Risk: Control-ownership of high quality residential apartment blocks in prime areas with conservative gearing (or a net cash position, as 12Cape currently has) provides a strategic value underpin to the portfolio. This was demonstrated recently by the marginal change (of less than 10%) in property asset values despite a global Covid-19 pandemic. The liquidity risk profile of the 12Cape portfolio is further reduced by the full tax deductibility of the investment which is akin to an upfront cash benefit of up to 45% for individual investors with high marginal tax rates, and the modular structure of our asset base (with building blocks comprising of individual units with separate title deeds in located in active and liquid secondary markets, albeit located in 12Cape controlled apartment blocks). The strategy is implemented by investment professionals who have extensive experience in the relevant asset classes, and who are also investors in 12Cape Limited, which is registered as an unlisted public company with requisite independent governance and control structures in place.
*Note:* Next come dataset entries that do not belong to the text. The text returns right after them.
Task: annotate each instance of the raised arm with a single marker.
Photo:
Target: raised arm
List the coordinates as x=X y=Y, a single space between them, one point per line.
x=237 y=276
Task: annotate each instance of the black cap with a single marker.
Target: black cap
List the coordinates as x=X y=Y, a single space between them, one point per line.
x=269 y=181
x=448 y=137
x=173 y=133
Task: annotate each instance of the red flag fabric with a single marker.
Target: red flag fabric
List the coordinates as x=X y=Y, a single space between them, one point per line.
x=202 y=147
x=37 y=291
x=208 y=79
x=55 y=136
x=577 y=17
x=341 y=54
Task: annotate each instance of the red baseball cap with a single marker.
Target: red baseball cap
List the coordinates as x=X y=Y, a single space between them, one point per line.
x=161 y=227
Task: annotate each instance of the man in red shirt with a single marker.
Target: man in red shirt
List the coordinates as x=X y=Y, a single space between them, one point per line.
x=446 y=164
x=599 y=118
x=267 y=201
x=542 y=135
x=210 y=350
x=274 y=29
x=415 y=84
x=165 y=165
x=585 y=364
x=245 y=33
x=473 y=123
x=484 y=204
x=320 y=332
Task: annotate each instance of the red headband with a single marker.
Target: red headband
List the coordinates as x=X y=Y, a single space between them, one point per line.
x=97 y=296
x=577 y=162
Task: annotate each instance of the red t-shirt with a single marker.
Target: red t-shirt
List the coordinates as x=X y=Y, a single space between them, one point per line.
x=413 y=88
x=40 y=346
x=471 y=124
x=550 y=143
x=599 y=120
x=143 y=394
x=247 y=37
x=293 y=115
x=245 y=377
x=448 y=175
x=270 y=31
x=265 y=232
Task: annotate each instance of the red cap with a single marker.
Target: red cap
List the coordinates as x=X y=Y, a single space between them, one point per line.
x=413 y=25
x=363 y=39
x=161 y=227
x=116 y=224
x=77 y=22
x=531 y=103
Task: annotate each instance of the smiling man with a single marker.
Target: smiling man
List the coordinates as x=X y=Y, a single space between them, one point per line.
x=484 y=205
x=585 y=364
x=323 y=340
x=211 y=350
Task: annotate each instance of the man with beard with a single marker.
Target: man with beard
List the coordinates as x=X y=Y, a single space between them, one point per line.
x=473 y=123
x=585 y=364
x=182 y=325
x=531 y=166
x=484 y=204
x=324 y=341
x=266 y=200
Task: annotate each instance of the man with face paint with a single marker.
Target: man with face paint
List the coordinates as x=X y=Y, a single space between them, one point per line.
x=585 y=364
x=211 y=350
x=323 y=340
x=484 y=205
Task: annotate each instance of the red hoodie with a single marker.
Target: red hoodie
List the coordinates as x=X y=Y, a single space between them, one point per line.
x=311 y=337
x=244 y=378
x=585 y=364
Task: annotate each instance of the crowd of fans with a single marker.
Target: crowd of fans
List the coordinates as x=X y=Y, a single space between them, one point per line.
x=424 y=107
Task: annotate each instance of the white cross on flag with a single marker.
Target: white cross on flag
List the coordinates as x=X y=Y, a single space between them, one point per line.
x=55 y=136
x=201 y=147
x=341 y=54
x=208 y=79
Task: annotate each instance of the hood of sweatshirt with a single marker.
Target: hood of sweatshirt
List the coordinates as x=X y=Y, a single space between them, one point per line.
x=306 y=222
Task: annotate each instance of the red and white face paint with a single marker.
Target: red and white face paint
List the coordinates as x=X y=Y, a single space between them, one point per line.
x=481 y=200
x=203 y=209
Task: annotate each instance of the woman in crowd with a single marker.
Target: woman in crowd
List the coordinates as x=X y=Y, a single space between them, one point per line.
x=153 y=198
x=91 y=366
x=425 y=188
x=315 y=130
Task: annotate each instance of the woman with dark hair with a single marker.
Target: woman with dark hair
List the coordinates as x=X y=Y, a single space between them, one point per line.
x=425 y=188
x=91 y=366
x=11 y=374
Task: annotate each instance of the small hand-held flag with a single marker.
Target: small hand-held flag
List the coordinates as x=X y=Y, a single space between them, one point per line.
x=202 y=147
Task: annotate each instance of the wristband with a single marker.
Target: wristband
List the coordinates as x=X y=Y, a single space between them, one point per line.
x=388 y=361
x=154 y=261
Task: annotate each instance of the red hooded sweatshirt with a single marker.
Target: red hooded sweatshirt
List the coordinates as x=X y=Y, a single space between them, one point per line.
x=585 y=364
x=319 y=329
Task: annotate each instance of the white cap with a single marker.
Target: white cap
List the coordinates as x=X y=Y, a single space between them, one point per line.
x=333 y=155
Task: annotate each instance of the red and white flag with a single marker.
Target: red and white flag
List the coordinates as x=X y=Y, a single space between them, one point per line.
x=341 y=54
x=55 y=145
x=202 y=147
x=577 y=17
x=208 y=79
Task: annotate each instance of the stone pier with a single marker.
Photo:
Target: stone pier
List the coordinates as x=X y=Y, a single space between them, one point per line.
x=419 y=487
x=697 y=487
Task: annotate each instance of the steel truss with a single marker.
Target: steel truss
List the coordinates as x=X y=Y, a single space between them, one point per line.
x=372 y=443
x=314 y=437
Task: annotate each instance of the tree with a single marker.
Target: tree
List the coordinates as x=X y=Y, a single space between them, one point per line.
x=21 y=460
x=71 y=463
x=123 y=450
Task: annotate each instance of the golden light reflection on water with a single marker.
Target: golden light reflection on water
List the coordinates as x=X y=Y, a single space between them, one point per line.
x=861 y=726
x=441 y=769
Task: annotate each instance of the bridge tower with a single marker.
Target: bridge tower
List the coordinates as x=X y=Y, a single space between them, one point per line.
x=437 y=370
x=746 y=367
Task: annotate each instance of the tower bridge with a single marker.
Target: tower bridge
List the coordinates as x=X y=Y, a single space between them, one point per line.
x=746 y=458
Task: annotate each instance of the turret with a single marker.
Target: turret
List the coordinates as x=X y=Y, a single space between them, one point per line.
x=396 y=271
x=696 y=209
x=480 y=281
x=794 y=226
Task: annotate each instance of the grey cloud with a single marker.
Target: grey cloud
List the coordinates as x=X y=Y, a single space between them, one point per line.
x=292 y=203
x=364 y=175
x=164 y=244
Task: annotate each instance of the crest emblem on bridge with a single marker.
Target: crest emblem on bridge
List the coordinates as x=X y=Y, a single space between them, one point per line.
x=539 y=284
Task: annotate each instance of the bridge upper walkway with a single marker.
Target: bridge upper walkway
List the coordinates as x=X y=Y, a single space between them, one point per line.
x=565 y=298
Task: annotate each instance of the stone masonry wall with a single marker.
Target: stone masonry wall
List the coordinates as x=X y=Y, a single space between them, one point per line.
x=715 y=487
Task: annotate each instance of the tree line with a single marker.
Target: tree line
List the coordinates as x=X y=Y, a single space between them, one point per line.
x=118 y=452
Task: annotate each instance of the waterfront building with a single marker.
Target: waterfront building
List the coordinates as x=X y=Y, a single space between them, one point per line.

Why now? “The best time to plant a tree was 20 years ago. The second best time is now” is a wise proverb often employed in investment speak. There are, however, good reasons to consider 12Cape as an investment option right now:
One: The 12J benefit ends on the 30th of June 2021. Minister Tito Mboweni announced that Section 12J of the Income Tax Act relating to the venture capital company (VCC) incentive will not be extended beyond 30 June 2021. As this news spells the imminent end of a generous and innovative tax incentive to create jobs, it also provides much needed clarity for Section 12J funds (VCCs) and their qualifying companies. For investors, it means that investments in approved VCCs before the 30th of June 2021 will be 100% deductible from their taxable income.
Two: We have witnessed a dramatic reduction of accommodation supply in our target areas as a result of COVID-19.
Three: COVID-19 also brought about an opportunity to invest in strategic assets unlike any we have witnessed, and at attractive pricing points.
Four: In light of the “end of 12J”, the investment model of 12Cape remains unchanged. 12Cape and its Latitude Aparthotel was created with Section 12J capital and would not have existed without it. The model being proven and successful means that it is a natural time to replicate and scale it with larger institutional capital allocations after the 30th of June. It is for this reason that 12Cape is working with institutional investors interested in an investment case which rests on independent global structural trends to generate attractive risk adjusted returns to shareholders over long periods, without having to rely on a tax incentive. This is not the only example of how “12J” catalyzed foreign direct investment, with concomitant job creation and other positive spin-offs. 12Cape expects more such investors on the basis of a robust investment case proven by 12J capital over time.